The movie goes light on dialogue, light on subplots, light on backstory. The point is for this guy to fuckin run and get his wife and kid out of a hole before they get murdered by assholes or bit by monkeys. Everything else is beside the point. I like it.
I should mention, by the way, that alot of the portrayal of Mayans in the movie is apparently horse shit. You would think if somebody was gonna go through the trouble to make a movie in the dead language of the Mayans they would also try to make it really accurate, but apparently not. I’m sure Mel probaly thinks the Jews sabotaged his consultants, but… nah, just kidding. That was a cheap shot. Let’s set the anti-semite thing aside. I admire Gibson for being crazy enough to make a movie about such an out of left field topic, and make it in the Mayan language, and not really make it about the Mayan empire, exactly. But I guess the historical inaccuracy here is what you should expect when you got a crazy guy making a crazy movie like this.
Most of us won’t be bothered because most of us aren’t scholars of Mayan history. But those who are point out that the movie is combining art and architecture from hundreds of years apart, giving the characters weapons that did not exist at that time, depicting mass killings that historians don’t believe ever happened, showing them rounding up villagers for sacrifice when really they sacrificed members of the royal family. And they even have the Mayans being spooked by an eclipse, which if you think about it is pretty ridiculous. I mean, what’s the most famous thing about the Mayans? Their astrological calendar. The Mayans knew their fuckin astro-shit. Now, if it was me – I could see me getting spooked by an eclipse if I hadn’t had the TV or radio on in a while and didn’t know it was coming. But the Mayans? No way. They calendared that shit. They woulda known exactly when it was gonna happen, they woulda been out there waiting for the eclipse with their little paper viewer things. So alot of people knowledgeable about the Mayan culture have complained about that.

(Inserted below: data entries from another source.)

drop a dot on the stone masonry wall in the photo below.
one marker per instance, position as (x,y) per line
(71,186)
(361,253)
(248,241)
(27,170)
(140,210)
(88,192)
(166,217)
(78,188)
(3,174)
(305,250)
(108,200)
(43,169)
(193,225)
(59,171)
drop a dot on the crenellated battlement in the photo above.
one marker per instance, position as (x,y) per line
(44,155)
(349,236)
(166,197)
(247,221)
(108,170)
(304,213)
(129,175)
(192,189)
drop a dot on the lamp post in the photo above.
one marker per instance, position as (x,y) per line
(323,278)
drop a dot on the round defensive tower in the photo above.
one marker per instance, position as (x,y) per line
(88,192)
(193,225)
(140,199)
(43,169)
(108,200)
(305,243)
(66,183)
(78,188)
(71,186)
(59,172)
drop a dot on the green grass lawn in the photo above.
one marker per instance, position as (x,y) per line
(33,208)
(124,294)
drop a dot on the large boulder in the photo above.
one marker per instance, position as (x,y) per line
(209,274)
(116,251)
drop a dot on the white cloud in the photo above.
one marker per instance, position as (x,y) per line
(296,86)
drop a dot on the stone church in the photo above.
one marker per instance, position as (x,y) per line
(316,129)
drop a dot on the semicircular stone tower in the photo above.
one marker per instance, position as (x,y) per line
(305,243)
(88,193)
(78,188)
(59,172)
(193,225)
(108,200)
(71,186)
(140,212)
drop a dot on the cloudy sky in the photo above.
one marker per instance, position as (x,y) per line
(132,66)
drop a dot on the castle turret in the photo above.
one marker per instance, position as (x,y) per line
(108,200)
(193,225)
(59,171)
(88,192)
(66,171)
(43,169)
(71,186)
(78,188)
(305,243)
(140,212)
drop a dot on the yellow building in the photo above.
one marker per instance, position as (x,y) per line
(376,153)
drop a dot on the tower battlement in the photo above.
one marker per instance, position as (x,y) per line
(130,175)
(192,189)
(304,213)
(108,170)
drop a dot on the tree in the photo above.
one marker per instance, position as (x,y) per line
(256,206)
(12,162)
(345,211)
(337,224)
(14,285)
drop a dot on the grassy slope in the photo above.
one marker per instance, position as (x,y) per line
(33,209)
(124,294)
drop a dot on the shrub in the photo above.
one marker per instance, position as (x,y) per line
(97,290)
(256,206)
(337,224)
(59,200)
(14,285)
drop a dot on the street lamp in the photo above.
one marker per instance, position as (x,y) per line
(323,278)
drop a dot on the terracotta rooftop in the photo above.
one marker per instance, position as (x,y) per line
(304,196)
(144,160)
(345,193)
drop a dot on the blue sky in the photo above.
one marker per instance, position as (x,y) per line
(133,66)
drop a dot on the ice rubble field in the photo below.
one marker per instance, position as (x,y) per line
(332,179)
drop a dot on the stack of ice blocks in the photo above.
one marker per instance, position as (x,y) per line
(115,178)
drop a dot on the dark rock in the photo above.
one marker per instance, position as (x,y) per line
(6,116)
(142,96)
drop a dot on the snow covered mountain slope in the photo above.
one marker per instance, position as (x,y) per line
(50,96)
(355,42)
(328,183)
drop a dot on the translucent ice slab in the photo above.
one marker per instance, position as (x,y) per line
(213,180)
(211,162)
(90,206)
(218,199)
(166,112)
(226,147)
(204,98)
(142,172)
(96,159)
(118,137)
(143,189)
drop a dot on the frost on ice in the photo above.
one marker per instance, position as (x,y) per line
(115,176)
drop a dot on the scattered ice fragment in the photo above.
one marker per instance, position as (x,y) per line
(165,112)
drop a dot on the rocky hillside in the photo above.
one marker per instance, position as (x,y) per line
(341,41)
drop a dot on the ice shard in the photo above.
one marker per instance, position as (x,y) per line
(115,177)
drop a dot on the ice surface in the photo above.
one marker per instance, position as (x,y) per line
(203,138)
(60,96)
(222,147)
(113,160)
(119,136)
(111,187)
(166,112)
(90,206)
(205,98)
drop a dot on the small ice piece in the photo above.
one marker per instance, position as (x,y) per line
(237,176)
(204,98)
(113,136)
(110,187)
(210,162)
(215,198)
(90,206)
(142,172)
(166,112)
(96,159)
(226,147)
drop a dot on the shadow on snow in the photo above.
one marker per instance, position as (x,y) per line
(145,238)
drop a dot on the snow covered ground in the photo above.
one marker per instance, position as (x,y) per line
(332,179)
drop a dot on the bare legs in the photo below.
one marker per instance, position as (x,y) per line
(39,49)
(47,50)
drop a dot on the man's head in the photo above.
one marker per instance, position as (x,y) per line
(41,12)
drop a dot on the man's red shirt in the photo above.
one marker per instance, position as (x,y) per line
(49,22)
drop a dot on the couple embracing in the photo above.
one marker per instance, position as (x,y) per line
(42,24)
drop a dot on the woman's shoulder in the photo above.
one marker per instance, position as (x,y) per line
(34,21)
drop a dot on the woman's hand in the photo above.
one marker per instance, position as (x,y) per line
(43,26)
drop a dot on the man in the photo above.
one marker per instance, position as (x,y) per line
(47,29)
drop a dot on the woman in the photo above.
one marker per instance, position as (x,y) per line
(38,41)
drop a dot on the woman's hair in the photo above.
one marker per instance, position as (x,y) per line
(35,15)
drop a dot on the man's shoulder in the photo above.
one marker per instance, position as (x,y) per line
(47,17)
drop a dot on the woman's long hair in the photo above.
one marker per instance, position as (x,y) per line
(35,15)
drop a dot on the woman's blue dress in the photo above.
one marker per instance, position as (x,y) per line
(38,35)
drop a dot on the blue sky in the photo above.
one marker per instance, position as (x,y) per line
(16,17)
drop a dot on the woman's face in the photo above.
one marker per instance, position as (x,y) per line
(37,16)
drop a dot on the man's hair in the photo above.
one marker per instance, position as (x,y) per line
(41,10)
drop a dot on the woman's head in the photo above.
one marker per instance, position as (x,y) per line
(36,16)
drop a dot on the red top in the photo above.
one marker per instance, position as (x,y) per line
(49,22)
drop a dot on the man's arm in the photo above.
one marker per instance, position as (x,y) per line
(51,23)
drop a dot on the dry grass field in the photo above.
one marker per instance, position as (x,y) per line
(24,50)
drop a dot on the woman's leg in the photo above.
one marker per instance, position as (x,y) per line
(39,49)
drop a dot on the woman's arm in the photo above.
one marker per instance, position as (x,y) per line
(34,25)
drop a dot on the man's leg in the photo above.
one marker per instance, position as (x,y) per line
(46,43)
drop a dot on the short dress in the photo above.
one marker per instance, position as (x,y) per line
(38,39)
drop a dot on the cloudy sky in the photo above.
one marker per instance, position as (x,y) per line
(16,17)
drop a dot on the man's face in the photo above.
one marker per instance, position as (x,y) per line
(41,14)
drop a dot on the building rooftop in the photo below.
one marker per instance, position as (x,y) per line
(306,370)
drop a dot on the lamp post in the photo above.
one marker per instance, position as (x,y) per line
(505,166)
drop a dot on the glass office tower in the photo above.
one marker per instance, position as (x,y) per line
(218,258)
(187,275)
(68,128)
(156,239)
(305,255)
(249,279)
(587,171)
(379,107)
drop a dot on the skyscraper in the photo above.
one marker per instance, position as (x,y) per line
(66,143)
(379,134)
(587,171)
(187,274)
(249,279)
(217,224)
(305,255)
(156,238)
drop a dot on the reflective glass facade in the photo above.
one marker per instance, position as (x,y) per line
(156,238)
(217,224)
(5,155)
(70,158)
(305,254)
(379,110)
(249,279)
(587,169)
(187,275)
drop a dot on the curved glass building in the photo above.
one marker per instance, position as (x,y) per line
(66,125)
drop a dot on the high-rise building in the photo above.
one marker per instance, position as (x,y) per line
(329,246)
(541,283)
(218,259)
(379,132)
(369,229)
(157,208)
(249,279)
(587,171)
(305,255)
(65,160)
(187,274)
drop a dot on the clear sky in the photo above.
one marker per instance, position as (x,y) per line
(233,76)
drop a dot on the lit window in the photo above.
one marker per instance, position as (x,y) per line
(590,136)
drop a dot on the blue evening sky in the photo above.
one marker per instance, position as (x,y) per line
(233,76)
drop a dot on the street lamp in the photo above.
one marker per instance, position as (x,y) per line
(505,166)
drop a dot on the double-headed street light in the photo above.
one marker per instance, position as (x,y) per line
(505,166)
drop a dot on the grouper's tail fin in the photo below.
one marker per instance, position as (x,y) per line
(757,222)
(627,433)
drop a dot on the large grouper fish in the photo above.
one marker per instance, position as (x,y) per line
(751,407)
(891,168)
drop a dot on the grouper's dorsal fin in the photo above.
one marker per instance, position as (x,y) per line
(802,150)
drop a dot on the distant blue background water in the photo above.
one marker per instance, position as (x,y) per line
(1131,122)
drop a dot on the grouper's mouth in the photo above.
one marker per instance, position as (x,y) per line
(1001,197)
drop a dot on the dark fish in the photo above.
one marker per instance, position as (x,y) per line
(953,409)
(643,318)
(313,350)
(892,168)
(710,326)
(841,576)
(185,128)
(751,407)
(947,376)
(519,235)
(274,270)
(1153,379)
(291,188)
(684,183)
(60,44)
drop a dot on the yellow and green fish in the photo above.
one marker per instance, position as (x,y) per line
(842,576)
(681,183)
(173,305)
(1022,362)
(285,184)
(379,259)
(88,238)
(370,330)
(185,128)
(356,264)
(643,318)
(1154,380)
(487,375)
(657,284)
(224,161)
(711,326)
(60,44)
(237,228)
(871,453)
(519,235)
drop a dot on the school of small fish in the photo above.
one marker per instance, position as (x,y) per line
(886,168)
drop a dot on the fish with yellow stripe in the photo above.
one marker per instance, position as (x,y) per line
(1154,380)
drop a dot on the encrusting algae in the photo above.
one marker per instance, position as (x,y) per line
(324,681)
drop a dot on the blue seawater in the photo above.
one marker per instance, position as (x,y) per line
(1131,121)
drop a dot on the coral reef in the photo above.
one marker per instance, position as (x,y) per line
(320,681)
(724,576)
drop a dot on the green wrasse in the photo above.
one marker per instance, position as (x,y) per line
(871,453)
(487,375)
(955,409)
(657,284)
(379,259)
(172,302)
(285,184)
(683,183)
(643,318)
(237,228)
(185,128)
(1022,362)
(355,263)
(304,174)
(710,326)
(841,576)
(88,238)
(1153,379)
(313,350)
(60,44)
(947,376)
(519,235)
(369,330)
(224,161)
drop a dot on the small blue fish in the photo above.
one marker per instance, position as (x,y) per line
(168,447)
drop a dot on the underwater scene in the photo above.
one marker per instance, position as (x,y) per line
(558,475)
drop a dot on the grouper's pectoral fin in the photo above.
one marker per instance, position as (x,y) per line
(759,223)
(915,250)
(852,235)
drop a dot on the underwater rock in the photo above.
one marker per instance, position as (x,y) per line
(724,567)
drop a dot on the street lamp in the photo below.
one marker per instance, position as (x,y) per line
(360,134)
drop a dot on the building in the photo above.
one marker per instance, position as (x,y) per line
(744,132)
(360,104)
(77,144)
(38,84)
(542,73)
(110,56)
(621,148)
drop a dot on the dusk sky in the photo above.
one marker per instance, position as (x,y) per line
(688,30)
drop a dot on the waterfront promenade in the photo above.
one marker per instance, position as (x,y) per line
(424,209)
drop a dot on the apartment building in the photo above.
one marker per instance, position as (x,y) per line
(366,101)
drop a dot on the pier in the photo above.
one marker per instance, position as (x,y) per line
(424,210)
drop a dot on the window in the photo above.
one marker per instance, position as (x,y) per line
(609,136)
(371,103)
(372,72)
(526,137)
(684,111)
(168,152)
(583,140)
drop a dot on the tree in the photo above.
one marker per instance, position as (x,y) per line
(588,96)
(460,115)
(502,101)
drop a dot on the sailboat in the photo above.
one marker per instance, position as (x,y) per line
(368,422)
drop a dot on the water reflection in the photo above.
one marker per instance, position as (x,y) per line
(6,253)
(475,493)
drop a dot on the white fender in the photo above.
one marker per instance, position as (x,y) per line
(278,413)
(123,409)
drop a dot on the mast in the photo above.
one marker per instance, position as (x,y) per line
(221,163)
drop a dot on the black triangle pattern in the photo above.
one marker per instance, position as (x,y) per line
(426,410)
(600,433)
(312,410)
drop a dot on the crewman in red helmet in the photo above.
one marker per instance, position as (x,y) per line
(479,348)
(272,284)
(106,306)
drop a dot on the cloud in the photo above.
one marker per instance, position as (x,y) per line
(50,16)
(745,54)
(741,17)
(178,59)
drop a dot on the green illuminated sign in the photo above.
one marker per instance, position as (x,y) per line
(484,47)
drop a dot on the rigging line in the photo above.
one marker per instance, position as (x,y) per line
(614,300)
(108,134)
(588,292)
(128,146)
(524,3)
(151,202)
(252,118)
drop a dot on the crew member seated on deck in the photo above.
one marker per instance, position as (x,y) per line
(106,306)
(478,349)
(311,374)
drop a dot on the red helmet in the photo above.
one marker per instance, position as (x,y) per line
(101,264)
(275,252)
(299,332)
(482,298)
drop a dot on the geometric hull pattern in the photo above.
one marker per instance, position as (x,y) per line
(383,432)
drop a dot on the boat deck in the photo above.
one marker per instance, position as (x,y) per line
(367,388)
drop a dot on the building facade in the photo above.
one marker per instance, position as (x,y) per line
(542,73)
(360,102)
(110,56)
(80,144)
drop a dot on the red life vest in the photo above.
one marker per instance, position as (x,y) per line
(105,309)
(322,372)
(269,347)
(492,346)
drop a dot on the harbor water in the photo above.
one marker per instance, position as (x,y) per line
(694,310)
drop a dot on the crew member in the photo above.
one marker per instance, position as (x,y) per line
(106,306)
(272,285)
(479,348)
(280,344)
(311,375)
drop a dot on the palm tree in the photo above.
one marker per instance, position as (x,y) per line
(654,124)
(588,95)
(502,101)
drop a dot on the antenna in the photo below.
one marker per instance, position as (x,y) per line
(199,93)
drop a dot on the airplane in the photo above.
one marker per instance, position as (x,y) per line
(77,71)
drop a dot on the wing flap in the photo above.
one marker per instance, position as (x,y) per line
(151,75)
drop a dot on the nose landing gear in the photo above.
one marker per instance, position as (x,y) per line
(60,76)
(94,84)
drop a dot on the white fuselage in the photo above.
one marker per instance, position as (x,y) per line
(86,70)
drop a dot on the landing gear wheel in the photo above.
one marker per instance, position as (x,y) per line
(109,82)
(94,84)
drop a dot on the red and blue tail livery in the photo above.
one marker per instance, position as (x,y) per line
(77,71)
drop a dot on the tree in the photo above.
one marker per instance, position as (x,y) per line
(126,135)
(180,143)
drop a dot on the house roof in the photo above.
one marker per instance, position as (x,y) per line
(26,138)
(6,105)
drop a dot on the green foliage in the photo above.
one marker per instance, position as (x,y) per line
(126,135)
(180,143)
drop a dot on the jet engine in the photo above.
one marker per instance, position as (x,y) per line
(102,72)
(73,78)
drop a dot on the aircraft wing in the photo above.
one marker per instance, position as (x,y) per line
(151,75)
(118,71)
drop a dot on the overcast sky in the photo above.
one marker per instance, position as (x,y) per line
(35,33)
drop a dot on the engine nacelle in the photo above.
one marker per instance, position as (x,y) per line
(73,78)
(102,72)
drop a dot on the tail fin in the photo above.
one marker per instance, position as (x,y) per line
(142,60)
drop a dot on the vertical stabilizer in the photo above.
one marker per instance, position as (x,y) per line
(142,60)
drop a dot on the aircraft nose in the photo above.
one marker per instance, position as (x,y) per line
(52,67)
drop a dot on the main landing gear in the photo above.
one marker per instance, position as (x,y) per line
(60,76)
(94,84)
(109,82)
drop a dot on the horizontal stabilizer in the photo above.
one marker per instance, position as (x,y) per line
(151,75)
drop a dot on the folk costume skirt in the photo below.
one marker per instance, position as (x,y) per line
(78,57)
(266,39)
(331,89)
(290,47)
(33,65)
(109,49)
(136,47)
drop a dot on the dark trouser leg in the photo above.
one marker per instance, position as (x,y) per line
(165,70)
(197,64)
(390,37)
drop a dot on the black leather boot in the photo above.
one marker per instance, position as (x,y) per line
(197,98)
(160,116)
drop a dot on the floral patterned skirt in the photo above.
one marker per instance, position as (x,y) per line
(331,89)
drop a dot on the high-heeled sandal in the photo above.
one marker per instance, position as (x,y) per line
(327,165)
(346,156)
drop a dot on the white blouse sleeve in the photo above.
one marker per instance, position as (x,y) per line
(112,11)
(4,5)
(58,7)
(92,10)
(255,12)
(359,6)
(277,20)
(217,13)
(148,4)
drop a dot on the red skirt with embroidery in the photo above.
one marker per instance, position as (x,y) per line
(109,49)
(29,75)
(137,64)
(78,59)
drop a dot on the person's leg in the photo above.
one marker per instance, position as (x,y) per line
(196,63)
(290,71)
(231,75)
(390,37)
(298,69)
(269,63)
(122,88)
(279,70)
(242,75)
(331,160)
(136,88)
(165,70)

I would also like to add that MIDNIGHT COWBOY did not exist until the 1970s or so, the Mayans did not have access to it and even if they did there was no electricity. Also, the movie does not show that the Mayans maybe invented chocolate, which is a pretty huge oversight. I forget where I read it but somebody once pointed out that Robert Zemeckis has two movies where he has a white man inventing black music. In BACK TO THE FUTURE Michael J. whatsisdick teaches Chuck Berry everything he knows. In FORREST GUMP, Tom Hanks teaches Elvis everything he knows, he doesn’t actually learn it from black musicians. At least Mel doesn’t have a white man inventing chocolate, but still. Give the Mayans credit. Chocolate is delicious. I know it, you know it, Mel Gibson knows it. Who are we trying to fool here, Mel?
Anyway, you gotta watch this as some fantasy adventure like CONAN THE BARBARIAN or something, not as actual history. But if you can do that you got a good one here.
Trivia: APOCALYPTO’s director of photography Dean Semler is better known as the director of Steven Seagal’s first DTV picture, THE PATRIOT.